# Topic Modeling Using Latent Dirichlet Allocation
#### LDA is used to classify text in a document to a particular topic. It builds a topic per document model and words per topic model, modeled as Dirichlet distributions.

In [1]:
import pandas as pd 
import numpy as np
import matplotlib.pyplot as plt 

In [2]:
import re
import nltk
from nltk.corpus import stopwords
from nltk.stem import WordNetLemmatizer

In [3]:
from sklearn.feature_extraction.text import CountVectorizer
import gensim

## Step 1: Load the dataset
#### The dataset used is the 20newsgroup dataset that is available from sklearn. This dataset has news articles grouped into 20 news categories

In [4]:
from sklearn.datasets import fetch_20newsgroups

In [5]:
newsgroups_train = fetch_20newsgroups(subset='train', shuffle = True)
newsgroups_test = fetch_20newsgroups(subset='test', shuffle = True)

#### Topics of different news groups

In [6]:
newsgroups_train.target_names

['alt.atheism',
 'comp.graphics',
 'comp.os.ms-windows.misc',
 'comp.sys.ibm.pc.hardware',
 'comp.sys.mac.hardware',
 'comp.windows.x',
 'misc.forsale',
 'rec.autos',
 'rec.motorcycles',
 'rec.sport.baseball',
 'rec.sport.hockey',
 'sci.crypt',
 'sci.electronics',
 'sci.med',
 'sci.space',
 'soc.religion.christian',
 'talk.politics.guns',
 'talk.politics.mideast',
 'talk.politics.misc',
 'talk.religion.misc']

In [7]:
type(newsgroups_train.data)

list

In [8]:
len(newsgroups_train.data)

11314

In [9]:
data=newsgroups_train.data

In [10]:
data[2]

'From: twillis@ec.ecn.purdue.edu (Thomas E Willis)\nSubject: PB questions...\nOrganization: Purdue University Engineering Computer Network\nDistribution: usa\nLines: 36\n\nwell folks, my mac plus finally gave up the ghost this weekend after\nstarting life as a 512k way back in 1985.  sooo, i\'m in the market for a\nnew machine a bit sooner than i intended to be...\n\ni\'m looking into picking up a powerbook 160 or maybe 180 and have a bunch\nof questions that (hopefully) somebody can answer:\n\n* does anybody know any dirt on when the next round of powerbook\nintroductions are expected?  i\'d heard the 185c was supposed to make an\nappearence "this summer" but haven\'t heard anymore on it - and since i\ndon\'t have access to macleak, i was wondering if anybody out there had\nmore info...\n\n* has anybody heard rumors about price drops to the powerbook line like the\nones the duo\'s just went through recently?\n\n* what\'s the impression of the display on the 180?  i could probably swin

## Step 2: Data Preprocessing

### Perform the following steps:

#### Tokenization: Split the text into sentences and the sentences into words.
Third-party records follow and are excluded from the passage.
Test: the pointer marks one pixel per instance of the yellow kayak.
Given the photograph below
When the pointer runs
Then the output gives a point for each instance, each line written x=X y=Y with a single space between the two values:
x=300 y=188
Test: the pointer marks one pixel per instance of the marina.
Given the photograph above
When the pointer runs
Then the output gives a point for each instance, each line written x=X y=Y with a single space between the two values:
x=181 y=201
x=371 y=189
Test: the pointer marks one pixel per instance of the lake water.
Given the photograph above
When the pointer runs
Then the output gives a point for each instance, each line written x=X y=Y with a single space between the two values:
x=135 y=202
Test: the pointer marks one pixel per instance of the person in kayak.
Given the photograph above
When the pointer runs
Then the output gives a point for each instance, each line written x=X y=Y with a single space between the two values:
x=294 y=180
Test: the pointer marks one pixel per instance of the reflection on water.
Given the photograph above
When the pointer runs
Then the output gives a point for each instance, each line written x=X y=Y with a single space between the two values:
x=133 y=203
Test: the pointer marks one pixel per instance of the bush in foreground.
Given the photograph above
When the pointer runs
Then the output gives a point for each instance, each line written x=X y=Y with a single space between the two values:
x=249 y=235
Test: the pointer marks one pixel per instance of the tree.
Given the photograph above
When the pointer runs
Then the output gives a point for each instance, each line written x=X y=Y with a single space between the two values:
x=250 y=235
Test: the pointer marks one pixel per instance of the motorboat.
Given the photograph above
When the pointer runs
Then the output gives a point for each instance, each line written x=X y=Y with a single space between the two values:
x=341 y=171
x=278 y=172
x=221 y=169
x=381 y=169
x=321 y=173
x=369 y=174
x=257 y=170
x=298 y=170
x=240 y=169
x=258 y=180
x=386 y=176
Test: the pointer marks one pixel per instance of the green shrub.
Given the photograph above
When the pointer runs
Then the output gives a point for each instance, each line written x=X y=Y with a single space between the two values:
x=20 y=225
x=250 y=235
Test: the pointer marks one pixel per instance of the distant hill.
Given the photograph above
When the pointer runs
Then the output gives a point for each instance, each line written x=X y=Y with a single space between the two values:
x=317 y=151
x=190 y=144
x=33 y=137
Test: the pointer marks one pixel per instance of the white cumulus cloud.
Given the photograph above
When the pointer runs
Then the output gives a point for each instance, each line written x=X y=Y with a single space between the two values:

Lowercase the words and remove punctuation.
#### Words that have fewer than 3 characters are removed.
#### All stopwords are removed.
#### Words are lemmatized - words in third person are changed to first person and verbs in past and future tenses are changed into present.
#### Words are stemmed - words are reduced to their root form.

In [11]:
lemma=WordNetLemmatizer()

In [12]:
new_data=[]
for a in data:
    a=a.lower()
    text=re.sub('[^a-z]',' ',a)
    text=text.split(' ')
    text=[lemma.lemmatize(word) for word in text if word not in stopwords.words('english') and len(word) > 3]
    text=' '.join(text)
    new_data.append(text)

In [13]:
print(len(new_data))

11314


In [14]:
new_data[2]

'twillis purdue thomas willis subject question organization purdue university engineering computer network distribution line well folk plus finally gave ghost weekend starting life back sooo market machine sooner intended looking picking powerbook maybe bunch question hopefully somebody answer anybody know dirt next round powerbook introduction expected heard supposed make appearence summer heard anymore since access macleak wondering anybody info anybody heard rumor price drop powerbook line like one went recently impression display could probably swing disk rather really feel much better display look great store really good could solicit opinion people worth taking disk size money active display realize real subjective question played around machine computer store breifly figured opinion somebody actually us machine daily might prove helpful well hellcat perform thanks bunch advance info could email post summary news reading time premium final around corner willis twillis purdue purd

## Step 3: Bag of words on the dataset

In [15]:
vector=CountVectorizer()

In [16]:
X = vector.fit_transform(new_data)

In [17]:
X.shape

(11314, 73210)

#### Convert sparse matrix to gensim corpus.

In [18]:
corpus = gensim.matutils.Sparse2Corpus(X, documents_columns=False)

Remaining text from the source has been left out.